Urologists have, in many respects, become the primary care providers for male patients. This trend is partly related to the chronic nature of many urologic disorders and the need for regular prostate cancer screening. I discuss here three situations in which the goal to do what is in the patient's best interest might not be as straightforward as it first seems.

The use of herbal supplements and complementary therapies for medical problems raises both clinical and ethical issues. The 1994 Dietary Supplement Health Education Act, passed by Congress and approved by President Clinton, enabled the usage of such therapies to increase. The Act allows anyone to create and sell a supplement provided they do not make a specific health claim. There is no requirement as to the safety, efficacy, or potency of the ingredients. While the FDA can intervene, their resources to do so are limited. Many companies that manufacture or market supplements have followed the guidelines only loosely, and have frequently made health claims, whether implied or specified (DeAngelis CD and Fonatanarosa PB [2003] JAMA 290: 1519–1520). In February this year, Mark Moyad estimated that 10–15% of urologists currently sell or promote a brand of supplements in their offices for personal profit. In some cases the patients have no idea that there is a conflict of interest.

Urologists have a duty to educate and fill in the gaps for consumers

Off-label prescribing is another area where caution is required. In 2001, 21% of all medications prescribed in the US were for off-label indications. This approach was most common for cardiac medications, but the two specific medicines with the highest off-label use were gabapentin (83%) and amitriptyline (81%). While off-label prescribing provides a pathway to innovation in clinical practice, it also raises key concerns about risks to patients and costs to the health-care system (Radley DC et al. [2006] Arch Intern Med 166: 1021–1026). In fact, this use of gabapentin and amitriptyline illustrates the problems and benefits quite vividly. Gabapentin drew substantial media attention when Warner-Lambert was found guilty of promoting Neurontin off-label for a variety of disorders.
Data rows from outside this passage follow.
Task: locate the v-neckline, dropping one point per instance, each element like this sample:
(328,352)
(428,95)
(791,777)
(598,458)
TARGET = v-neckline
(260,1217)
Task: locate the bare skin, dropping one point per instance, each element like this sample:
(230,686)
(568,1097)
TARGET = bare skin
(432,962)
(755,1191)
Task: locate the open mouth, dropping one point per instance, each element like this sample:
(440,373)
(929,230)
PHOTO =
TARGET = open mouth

Amitriptyline has been available in generic form for many years, and its off-label use for neuropathic pain is well substantiated. Amitriptyline will never be promoted by the pharmaceutical industry, and clinical studies depend on funding from private or government sources since there is little financial gain to be made. The primary responsibility for safety and efficacy of off-label prescription falls to the physician and his or her experience and knowledge of the literature and mechanisms, rather than the FDA. While off-label prescribing can raise the cost to patients, wise use of generic agents such as amitriptyline can also reduce them.

Finally, a few words on direct-to-consumer advertising, revenue from which rose from US$654 million in 2001 to $1.19 billion for television advertising alone in 2005. While 82% of television advertisements make some factual claims and rational arguments for product use, only around 25% describe causes, risk factors, or prevalence of conditions. Emotional appeals are widespread and products are frequently portrayed as medical breakthroughs (Frosch DL et al. [2007] Ann Fam Med 5: 6–13). Urologists have a duty to educate and fill in the gaps for consumers and make suggestions based on efficacy and cost, rather than simply giving the patient what they ask for. Correction of the misconceptions that patients gather from direct-to-consumer advertising has, unfortunately, become a major part of the outpatient practice of medicine.